O juvenil e canhoto vento das ocupações que tomam conta de universidades e escolas de Ensino Médio de todo Brasil se misturou com o “Aracati”, famoso vento que costuma soprar por volta das 20h em Crateús, e impulsionou corações e mentes para ocupar na noite de ontem (28/11) a Câmara Municipal dos Vereadores. Após aqueles que foram eleitos para representar o povo cometerem o ato imoral de aumentar o próprio salário e o valor do subsídio repassado à casa legislativa, moradores da cidade reagiram e conseguiram articular 7 mil assinaturas para um Projeto de Lei de Iniciativa Popular que previa a redução imediata desse recurso, e dinheiro remanescente dessa conta  para áreas como saúde e educação. Após quatro sessões, os vereadores não só ignoraram a proposta popular, como na última segunda-feira entraram em recesso. Diante desse total desrespeito, não restou à população outra saída que não radicalizar a luta. Mas radicalizar no sentido cristão, de ter o compromisso intransigente com a vida em plenitude e oposição consequente a tudo que for injusto.

Os vereadores da “Casa do Povo” de Crateús se beneficiam do que a Constituição garante, que eles podem aumentar o recurso dentro de um dado teto, mas contraditoriamente desrespeitando a parte da mesma Carta Magna que enfatiza: “Todo poder emana do povo”. Ou seja, sete mil assinaturas é mais do que qualquer um dos vereadores recebeu de voto, mas na matemática intransigente deles, acreditam que se auto-representar é mais legítimo do que obedecer a vontade popular. O movimento, do qual participam crianças, jovens, mulheres, homens, pessoas idosas, professores, estudantes, trabalhadores, desempregados, sindicalistas, militantes de movimentos sociais, bispo, padres, freiras, animadores de comunidade, continua crescendo. E cresce mesmo diante de um cenário absurdo no qual vereadores da mesa diretora da Câmara ou são donos ou são afiliados de donos de concessão pública de rádios, e na esteira da audiência populista contaminam a população com inverdades, discursos terroristas ou simplesmente mentirosos, querendo desacreditar o movimento legítimo.

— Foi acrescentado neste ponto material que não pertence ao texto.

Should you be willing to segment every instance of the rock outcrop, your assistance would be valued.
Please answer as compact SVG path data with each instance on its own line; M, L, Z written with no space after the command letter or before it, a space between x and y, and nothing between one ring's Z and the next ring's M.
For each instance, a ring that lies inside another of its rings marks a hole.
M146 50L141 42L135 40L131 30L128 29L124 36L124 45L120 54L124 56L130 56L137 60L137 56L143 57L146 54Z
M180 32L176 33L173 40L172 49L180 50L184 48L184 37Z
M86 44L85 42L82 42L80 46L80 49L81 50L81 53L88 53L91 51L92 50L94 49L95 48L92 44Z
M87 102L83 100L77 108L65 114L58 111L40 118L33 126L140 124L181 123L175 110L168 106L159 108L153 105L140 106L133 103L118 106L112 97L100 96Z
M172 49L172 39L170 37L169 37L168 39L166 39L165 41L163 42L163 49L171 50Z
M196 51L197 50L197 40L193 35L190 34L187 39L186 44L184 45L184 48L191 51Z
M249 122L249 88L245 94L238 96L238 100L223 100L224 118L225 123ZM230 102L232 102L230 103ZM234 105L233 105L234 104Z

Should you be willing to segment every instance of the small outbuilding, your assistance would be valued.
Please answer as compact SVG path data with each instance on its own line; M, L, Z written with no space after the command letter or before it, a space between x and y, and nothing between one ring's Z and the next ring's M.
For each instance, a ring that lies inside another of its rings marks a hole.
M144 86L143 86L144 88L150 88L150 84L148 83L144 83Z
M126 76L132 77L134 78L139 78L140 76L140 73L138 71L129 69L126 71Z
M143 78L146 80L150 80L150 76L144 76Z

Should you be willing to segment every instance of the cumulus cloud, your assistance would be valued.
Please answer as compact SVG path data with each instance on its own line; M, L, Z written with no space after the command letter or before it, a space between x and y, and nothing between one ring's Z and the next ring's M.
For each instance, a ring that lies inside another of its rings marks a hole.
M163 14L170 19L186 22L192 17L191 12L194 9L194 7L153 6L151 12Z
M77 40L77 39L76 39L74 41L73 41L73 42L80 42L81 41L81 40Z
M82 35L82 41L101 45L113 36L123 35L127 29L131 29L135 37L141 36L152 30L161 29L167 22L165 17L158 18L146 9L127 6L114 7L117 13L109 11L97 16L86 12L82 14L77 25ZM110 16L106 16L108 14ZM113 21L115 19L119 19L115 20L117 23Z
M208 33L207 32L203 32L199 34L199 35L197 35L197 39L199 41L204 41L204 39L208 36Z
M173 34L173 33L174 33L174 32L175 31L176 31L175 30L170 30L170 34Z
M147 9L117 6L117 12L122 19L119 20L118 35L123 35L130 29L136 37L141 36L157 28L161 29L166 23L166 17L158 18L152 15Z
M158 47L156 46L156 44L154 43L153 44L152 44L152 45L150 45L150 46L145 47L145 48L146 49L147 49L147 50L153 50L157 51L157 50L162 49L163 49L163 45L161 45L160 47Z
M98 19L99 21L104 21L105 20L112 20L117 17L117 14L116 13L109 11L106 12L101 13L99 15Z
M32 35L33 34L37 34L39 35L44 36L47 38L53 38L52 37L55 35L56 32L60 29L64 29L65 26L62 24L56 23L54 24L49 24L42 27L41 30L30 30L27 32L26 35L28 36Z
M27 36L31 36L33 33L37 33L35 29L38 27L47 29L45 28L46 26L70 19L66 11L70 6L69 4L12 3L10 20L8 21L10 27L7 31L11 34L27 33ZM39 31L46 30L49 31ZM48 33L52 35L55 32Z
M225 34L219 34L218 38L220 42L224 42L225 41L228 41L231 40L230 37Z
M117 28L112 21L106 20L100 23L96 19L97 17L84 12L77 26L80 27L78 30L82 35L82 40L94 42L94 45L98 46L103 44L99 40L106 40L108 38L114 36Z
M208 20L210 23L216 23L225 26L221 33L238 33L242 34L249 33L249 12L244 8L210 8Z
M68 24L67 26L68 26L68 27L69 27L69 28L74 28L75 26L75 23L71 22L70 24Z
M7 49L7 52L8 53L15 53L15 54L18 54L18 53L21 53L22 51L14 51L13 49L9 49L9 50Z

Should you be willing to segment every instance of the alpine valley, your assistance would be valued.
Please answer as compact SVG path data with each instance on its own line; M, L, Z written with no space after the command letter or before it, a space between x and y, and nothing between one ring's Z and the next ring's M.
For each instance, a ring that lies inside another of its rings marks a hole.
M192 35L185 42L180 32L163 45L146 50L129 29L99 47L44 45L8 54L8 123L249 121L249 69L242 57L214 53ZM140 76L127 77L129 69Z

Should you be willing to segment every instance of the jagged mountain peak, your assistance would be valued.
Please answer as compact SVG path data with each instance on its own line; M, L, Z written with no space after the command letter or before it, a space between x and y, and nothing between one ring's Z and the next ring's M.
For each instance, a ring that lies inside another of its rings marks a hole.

Mas além da exigência pela imediata redução do repasse de subsídios para a Câmara, o povo organizado também quer que os vereadores respondam ainda: por que 55 pessoas contratadas por uma casa tão modesta de 15 vereadores? Todas elas trabalham efetivamente? Com o quê foram gastos R$ 190.982,00 destinados à comunicação da Câmara, já que que ninguém de Crateús viu propaganda institucional na Globo sobre as benfeitorias dos vereadores crateuenses? Se vocês gastam mensalmente R$ 6.700,00 com serviço de digitalização, vocês escanearam algum documento banhado a ouro?  Se vocês gastam por mês R$ 6 mil com organização de arquivo morto, por que vocês também gastam R$ 6 mil mensais com assessoria e consultoria em licitação? Todo mês é feita uma licitação superfaturada para organizar arquivo morto? Se esses dados são o que vocês divulgam no portal da transparência, e portanto são oficiais, então nos digam: é para isso que vocês querem 7% de tudo que o município arrecada com imposto? Como vocês querem que a gente não desconfie de superfaturamento e desvio de recursos? Infelizmente, não tivemos tempo de perguntar isso aos senhores vereadores, mas uma das pautas da ocupação é que eles cancelem o recesso parlamentar e prestem esclarecimentos à população.

E a luta segue. É árdua. É dura. Mas ela segue. Segue porque é justa. Não achamos que todo problema orçamentário se resolverá com o fim de gastos exorbitantes da Câmara dos Vereadores, mas em tempos de PEC 55, em que os ricos estão querendo que os pobres paguem pela crise que eles mesmos criaram, é preciso começar por algum ponto. Não é intenção dos movimentos sociais parar por aqui. A partir de agora, a farra com os gastos públicos no município de Crateús está com os dias contados.

Por Eraldo Paulino, comunicador popular da Cáritas Diocesana de Crateús.